Der Garten von der Terrasse aus gesehen.
Foto: Susanne Lippitsch

Dass ich immer wieder gefragt werde, ob ich etwas brauche, seien es Einkäufe oder Hilfe jeglicher Art, versetzt mich immer noch in Staunen und macht mich zur glücklichsten Nachbarin, die man sich vorstellen kann.

Und dass ich niemals vom Fleisch fallen werde, dafür sorgt Emils Mama, die nicht nur meine Liebe zu Selbstgebackenem, sondern auch andere Leidenschaften handwerklicher oder gärtnerischer Natur teilt. Sie hat im Übrigen nicht nur den wunderbaren Emil, sondern auch seinen entzückenden kleinen Bruder Finn und Nummer drei ist bereits im Anmarsch. Damit ich, „die Tante Berg“*, noch mehr Nachbarn habe, die mein Leben bereichern.

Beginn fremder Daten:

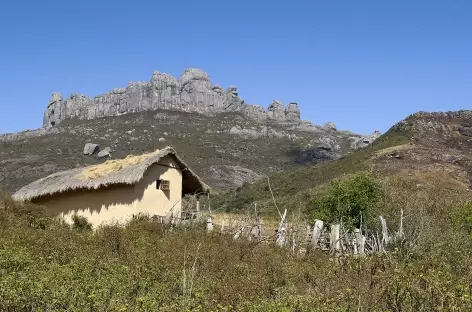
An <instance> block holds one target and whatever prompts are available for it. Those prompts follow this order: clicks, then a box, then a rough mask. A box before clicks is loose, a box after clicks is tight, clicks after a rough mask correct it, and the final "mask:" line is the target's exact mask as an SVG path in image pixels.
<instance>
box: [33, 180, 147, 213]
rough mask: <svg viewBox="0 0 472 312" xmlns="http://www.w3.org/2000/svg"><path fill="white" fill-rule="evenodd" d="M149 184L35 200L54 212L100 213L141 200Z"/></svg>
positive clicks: (59, 212)
mask: <svg viewBox="0 0 472 312" xmlns="http://www.w3.org/2000/svg"><path fill="white" fill-rule="evenodd" d="M147 186H148V185H141V183H139V184H137V185H128V184H118V185H112V186H109V187H106V188H100V189H96V190H76V191H69V192H64V193H61V194H55V195H52V196H44V197H41V198H39V199H38V200H35V201H33V202H34V203H35V204H40V205H44V206H46V207H47V211H49V212H51V213H52V214H61V213H64V214H68V213H70V212H72V213H78V212H80V211H84V210H90V214H95V213H96V214H100V213H101V212H102V210H103V209H109V208H111V207H119V206H128V207H132V206H133V205H134V204H135V203H137V202H141V201H142V200H143V198H144V191H145V189H146V187H147Z"/></svg>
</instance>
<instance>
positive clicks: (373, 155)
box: [373, 143, 414, 157]
mask: <svg viewBox="0 0 472 312" xmlns="http://www.w3.org/2000/svg"><path fill="white" fill-rule="evenodd" d="M413 147H414V145H412V144H410V143H407V144H400V145H396V146H391V147H387V148H384V149H381V150H378V151H375V152H374V155H373V157H382V156H386V155H388V154H391V153H394V152H400V151H405V150H409V149H411V148H413Z"/></svg>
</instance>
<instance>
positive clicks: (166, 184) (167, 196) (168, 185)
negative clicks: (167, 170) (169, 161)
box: [156, 180, 170, 199]
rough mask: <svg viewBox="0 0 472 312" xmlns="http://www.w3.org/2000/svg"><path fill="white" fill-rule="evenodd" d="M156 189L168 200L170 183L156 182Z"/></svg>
mask: <svg viewBox="0 0 472 312" xmlns="http://www.w3.org/2000/svg"><path fill="white" fill-rule="evenodd" d="M156 188H157V189H158V190H161V191H162V192H163V193H164V194H165V195H166V196H167V198H168V199H169V198H170V181H168V180H157V181H156Z"/></svg>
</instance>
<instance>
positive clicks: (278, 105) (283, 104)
mask: <svg viewBox="0 0 472 312" xmlns="http://www.w3.org/2000/svg"><path fill="white" fill-rule="evenodd" d="M267 117H268V118H269V119H273V120H276V121H284V120H285V110H284V104H283V103H282V102H281V101H279V100H274V101H273V102H272V104H270V105H269V108H268V109H267Z"/></svg>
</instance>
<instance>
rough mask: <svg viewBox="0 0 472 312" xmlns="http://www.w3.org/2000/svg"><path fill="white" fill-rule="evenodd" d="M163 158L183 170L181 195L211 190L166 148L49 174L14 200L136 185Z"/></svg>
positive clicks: (21, 191) (21, 192)
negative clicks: (120, 185) (146, 173)
mask: <svg viewBox="0 0 472 312" xmlns="http://www.w3.org/2000/svg"><path fill="white" fill-rule="evenodd" d="M165 156H171V157H172V158H173V159H174V160H175V162H176V163H177V165H178V166H179V168H180V169H181V170H182V193H183V194H182V195H185V194H195V193H208V192H210V187H209V186H208V185H206V184H205V183H204V182H203V181H202V180H201V179H200V178H199V177H198V176H197V175H196V174H195V173H194V172H193V171H192V170H191V169H190V168H189V167H188V166H187V165H186V164H185V163H184V162H183V161H182V159H180V157H179V156H177V153H176V152H175V150H174V149H173V148H171V147H166V148H164V149H161V150H157V151H155V152H153V153H150V154H143V155H140V156H128V157H126V158H125V159H120V160H111V161H110V160H109V161H106V162H105V163H103V164H100V165H95V166H89V167H85V168H77V169H72V170H67V171H62V172H58V173H54V174H51V175H49V176H47V177H45V178H42V179H39V180H37V181H35V182H33V183H31V184H29V185H27V186H24V187H22V188H21V189H20V190H19V191H17V192H16V193H15V194H14V195H13V198H14V199H16V200H22V201H26V200H34V199H36V198H39V197H42V196H50V195H53V194H57V193H63V192H67V191H73V190H79V189H82V190H83V189H89V190H96V189H99V188H103V187H107V186H110V185H116V184H128V185H131V184H136V183H137V182H139V181H140V180H141V179H142V178H143V176H144V173H145V172H146V171H147V169H148V168H149V167H150V166H151V165H153V164H156V163H158V162H159V160H160V159H161V158H162V157H165Z"/></svg>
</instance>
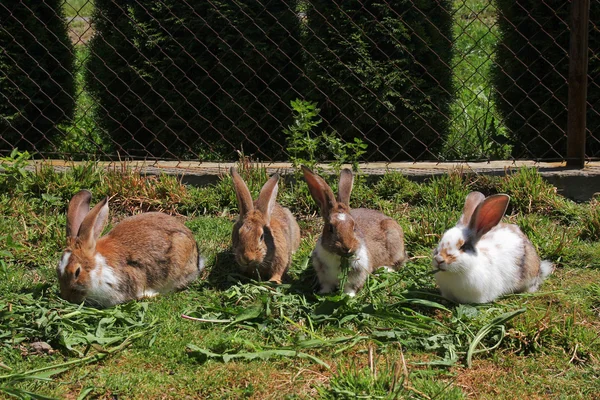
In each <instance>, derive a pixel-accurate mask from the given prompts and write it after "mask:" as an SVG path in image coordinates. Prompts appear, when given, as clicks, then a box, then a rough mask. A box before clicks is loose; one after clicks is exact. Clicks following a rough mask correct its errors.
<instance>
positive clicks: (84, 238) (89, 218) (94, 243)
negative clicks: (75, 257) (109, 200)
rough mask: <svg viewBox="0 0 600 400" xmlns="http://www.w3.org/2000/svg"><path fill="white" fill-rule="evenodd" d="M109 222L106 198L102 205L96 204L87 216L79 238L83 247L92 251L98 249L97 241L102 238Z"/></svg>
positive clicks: (81, 227) (107, 208)
mask: <svg viewBox="0 0 600 400" xmlns="http://www.w3.org/2000/svg"><path fill="white" fill-rule="evenodd" d="M107 221H108V197H105V198H104V200H102V201H101V202H100V203H98V204H96V205H95V206H94V208H92V209H91V210H90V212H89V213H88V215H86V216H85V218H84V219H83V222H82V223H81V226H80V227H79V232H78V233H77V238H78V239H79V240H80V242H81V243H82V245H83V246H84V247H85V248H87V249H90V250H93V249H95V248H96V241H97V240H98V238H99V237H100V234H101V233H102V230H103V229H104V226H105V225H106V222H107Z"/></svg>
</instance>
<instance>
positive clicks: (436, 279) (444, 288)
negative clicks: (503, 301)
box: [433, 192, 553, 303]
mask: <svg viewBox="0 0 600 400" xmlns="http://www.w3.org/2000/svg"><path fill="white" fill-rule="evenodd" d="M509 200H510V198H509V196H508V195H506V194H497V195H493V196H490V197H488V198H485V196H484V195H483V194H481V193H479V192H471V193H470V194H469V195H468V196H467V199H466V201H465V206H464V209H463V213H462V215H461V217H460V219H459V221H458V224H457V225H456V226H455V227H453V228H451V229H449V230H448V231H446V232H445V233H444V235H443V237H442V239H441V241H440V243H439V244H438V246H437V248H436V249H435V250H434V252H433V268H434V270H435V278H436V282H437V284H438V286H439V288H440V291H441V292H442V296H444V297H445V298H446V299H448V300H451V301H454V302H458V303H488V302H491V301H494V300H496V299H497V298H498V297H500V296H503V295H506V294H509V293H519V292H535V291H536V290H537V289H538V288H539V286H540V284H541V283H542V282H543V281H544V279H545V278H546V277H547V276H548V275H550V273H552V270H553V265H552V263H550V262H549V261H541V260H540V258H539V256H538V254H537V252H536V250H535V248H534V247H533V245H532V244H531V242H530V241H529V239H528V238H527V237H526V236H525V234H524V233H523V232H522V231H521V229H519V227H518V226H517V225H514V224H505V223H500V220H501V219H502V217H503V216H504V213H505V212H506V208H507V207H508V202H509Z"/></svg>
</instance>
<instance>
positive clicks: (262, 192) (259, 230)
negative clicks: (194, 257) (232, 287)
mask: <svg viewBox="0 0 600 400" xmlns="http://www.w3.org/2000/svg"><path fill="white" fill-rule="evenodd" d="M231 177H232V178H233V185H234V188H235V194H236V196H237V200H238V204H239V208H240V215H239V218H238V220H237V221H236V223H235V225H234V226H233V231H232V234H231V240H232V244H233V251H234V253H235V260H236V261H237V263H238V264H239V265H240V267H241V270H242V272H243V273H244V274H246V275H250V276H253V275H254V276H255V274H257V273H258V275H259V277H260V278H261V279H265V280H270V281H274V282H277V283H281V279H282V277H283V275H284V274H285V272H286V271H287V270H288V269H289V267H290V265H291V263H292V254H293V253H294V252H295V251H296V250H297V249H298V246H300V227H299V226H298V223H297V222H296V219H295V218H294V216H293V215H292V213H291V212H290V210H288V209H287V208H284V207H281V206H280V205H279V204H277V202H276V198H277V190H278V183H277V182H278V180H279V175H278V174H274V175H273V176H271V178H270V179H269V180H268V181H267V183H265V184H264V186H263V187H262V189H261V190H260V194H259V195H258V199H257V200H256V201H255V202H253V201H252V196H251V195H250V191H249V190H248V187H247V186H246V183H245V182H244V180H243V179H242V177H241V176H240V175H239V174H238V173H237V171H236V170H235V168H231Z"/></svg>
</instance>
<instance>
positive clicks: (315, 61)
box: [306, 0, 453, 159]
mask: <svg viewBox="0 0 600 400" xmlns="http://www.w3.org/2000/svg"><path fill="white" fill-rule="evenodd" d="M310 3H311V5H312V8H311V10H310V12H309V17H308V24H309V28H310V29H309V34H308V35H307V36H306V48H307V70H308V77H309V78H310V79H311V80H312V81H313V82H314V83H315V84H316V85H315V86H316V87H315V89H314V90H313V91H312V92H311V93H310V94H309V97H310V99H311V100H316V101H317V102H318V104H319V106H320V107H321V110H322V111H321V115H322V116H323V117H324V119H325V120H327V121H328V122H329V123H330V124H331V126H332V128H334V129H335V130H337V131H338V132H339V133H340V134H341V135H342V136H343V137H344V138H346V139H347V140H349V139H350V138H352V137H355V136H357V137H362V136H363V134H365V135H366V139H367V142H369V145H370V150H375V149H377V150H378V152H371V151H370V152H369V153H371V154H373V157H374V158H375V159H381V158H382V157H381V155H382V154H383V155H385V157H387V158H390V159H407V158H413V157H415V158H422V157H428V156H429V157H430V156H431V154H429V153H427V150H426V149H429V151H431V152H432V153H434V154H435V152H436V149H437V148H438V147H439V146H440V145H441V143H442V140H441V139H442V138H443V137H444V136H445V135H446V134H447V126H448V113H449V105H450V102H451V100H452V93H453V92H452V82H451V74H452V71H451V69H450V64H451V57H452V53H451V48H452V17H451V13H450V11H451V9H452V1H450V0H440V1H414V0H391V1H386V2H380V1H359V0H344V1H330V0H311V1H310Z"/></svg>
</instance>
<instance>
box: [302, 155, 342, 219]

Und zum Glück ist es bald Dezember, denn da gibt es fix das große Punschtrinken bei mir im Garten – mit all den lieben Menschen, ohne die ich mir mein Leben hier gar nicht mehr vorstellen kann!

Gemeinsamer Punschumtrunk, Foto: Susanne Lippitsch

* „Die Tante Berg“: die Nachbarin aus Astrid Lindgrens „Kindern aus der Krachmacherstraße “.


Susanne Lippitsch ist selbstständig als Verpackungsdesignerin und unterrichtet an der FH Joanneum in Graz in den Lehrgängen Industrial Design und Informations Design, an der Werbe- und Designakademie in Salzburg und an der FH Campus Wien im Lehrgang für Verpackungstechnologie. Neben dem entwickeln von außergewöhnlichen Verpackungen, liebt sie es, in Haus und Garten gestalterisch tätig zu sein oder kulinarische Köstlichkeiten auszuprobieren. Sie hat eine fast 15-jährige Tochter und lebt mit Katze Mietze, Partner Thomas und Nachbarin Friedl in einem Haus an Wiens südlichem Stadtrand.